Gli Stati generali della montagna sono stati il tentativo di promuovere una partecipazione diffusa e di offrire un segnale di estroversione sul tema che attraversa ogni crinale storico in Trentino: la vita nelle valli. Una risposta anche alla constatazione allarmata dell’arcivescovo Tisi che ha inserito la questione dello spopolamento e l’alleanza con i laici per salvare le comunità nel suo discorso pubblico e un terreno su cui costruire un’alleanza con la Federazione della cooperative, poi attenuata dalla distanza di visione sui migranti.
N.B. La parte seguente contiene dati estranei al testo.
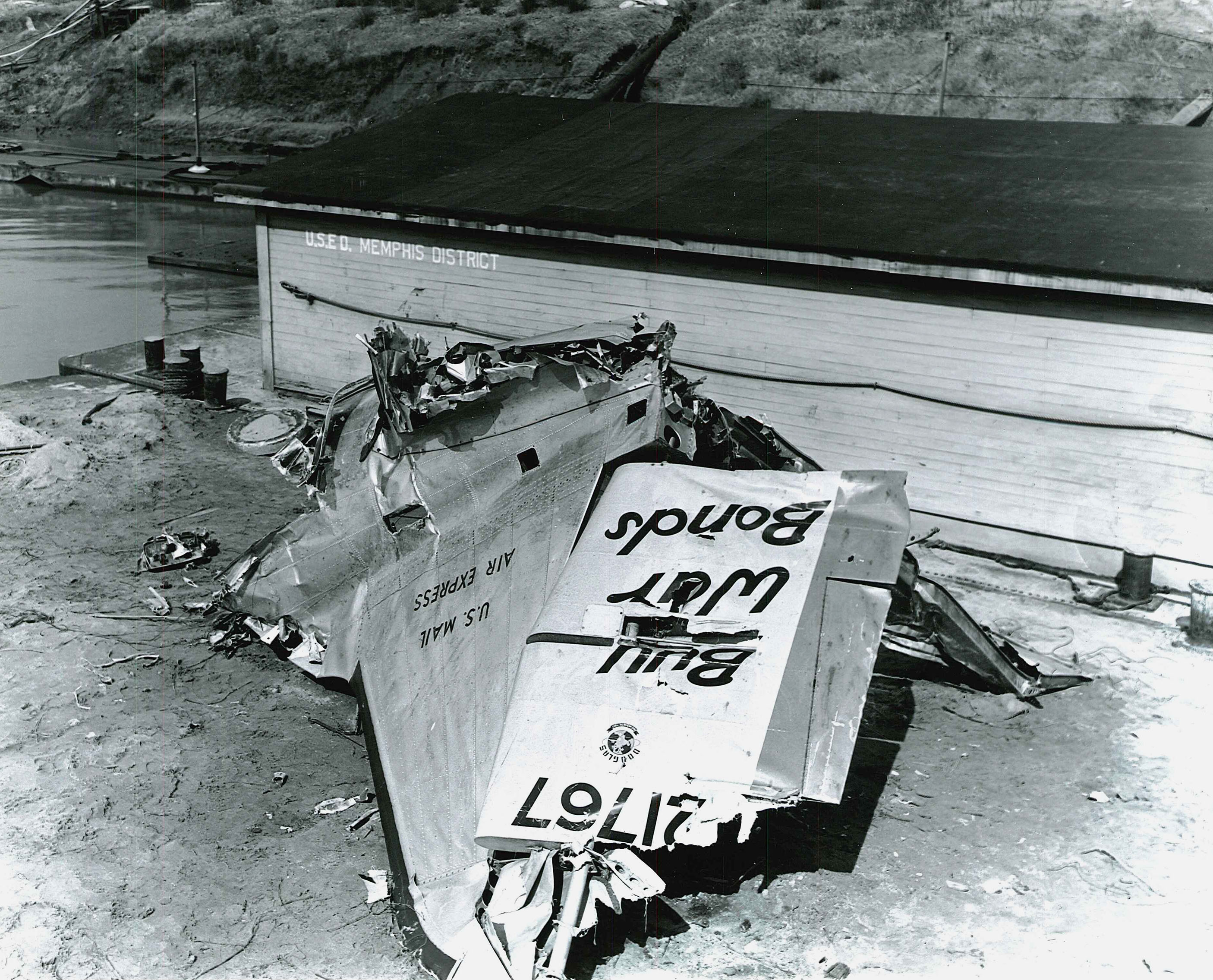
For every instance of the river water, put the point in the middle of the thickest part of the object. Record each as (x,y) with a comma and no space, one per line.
(74,274)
La traduzione ad oggi è legata soprattutto ai servizi (punti nascita, guardie mediche, negozi) perché nell’attuale governo prevale l’orientamento al pragmatismo, a volte sacrificando la costruzione di visioni allargate. In fin dei conti è la cifra della Lega che si è embricata nella quotidianità e attraverso una sua interpretazione ostile ha generato una narrazione e soprattutto un narratore (Salvini) capace di radicalizzare ogni termine di confronto e di generare proselitismo politico.
Quello dei richiedenti asilo e dei migranti — la relazione con l’Altro, con la differenza — rimane l’elemento fondativo dell’impalcatura politica dove Fugatti non ha accettato moderazioni. Ma il cortocircuito è dietro l’angolo. Se sempre più trentini — come rivela la Fondazione Migrantes — sono attratti con differenti motivazioni dalle mete estere e gli immigrati non sono considerati un valore, l’impianto socioeconomico della provincia scricchiola. Lo ha sottolineato il presidente di Confindustria Fausto Manzana nell’ultima assemblea di Riva del Garda: le imprese hanno bisogno di manodopera e i luoghi del lavoro possono essere l’avamposto dell’inclusione, invitando la classe politica (leghista) al realismo. Alzare a dieci anni di residenza la soglia dei requisiti di accesso ad alcuni servizi (alloggi popolari, bonus natalità, eccetera), creare uno statuto di estraneità quando non di criminalità intorno alle figure dei viaggianti come si faceva un tempo con i folli non depone a favore dell’attrattività del territorio.
Forse Fugatti diventerà più pragmatico nel campo in cui si è dimostrato più ideologico, questo dipenderà anche dalla risoluzione del principale banco di prova che ha di fronte a sé: reperire, e in termini rapidi, classe dirigente. Il gazebo e la strada sono parti importanti della politica, ma il governo richiede competenze e lungimiranza. Qualche assessorato è in sofferenza, nella nomina di alcuni enti (Mart, Muse, Forum per la cultura) si è optato per personalità esterne o per il recupero del vecchio personale politico (Sergio Divina), lo spoil system complessivo nella pubblica amministrazione ha risentito dell’assenza di un organigramma della destra. Fisiologico dopo vent’anni di opposizione, ma non in prospettiva. E nella corsa verso le comunali — dove si guarda anche alla società civile, soprattutto nei poli urbani — il tema si pone con ancora più forza con qualcuno che sottovoce ipotizza la prospettiva del «beautiful loser» come male minore. In attesa di colmare il vuoto.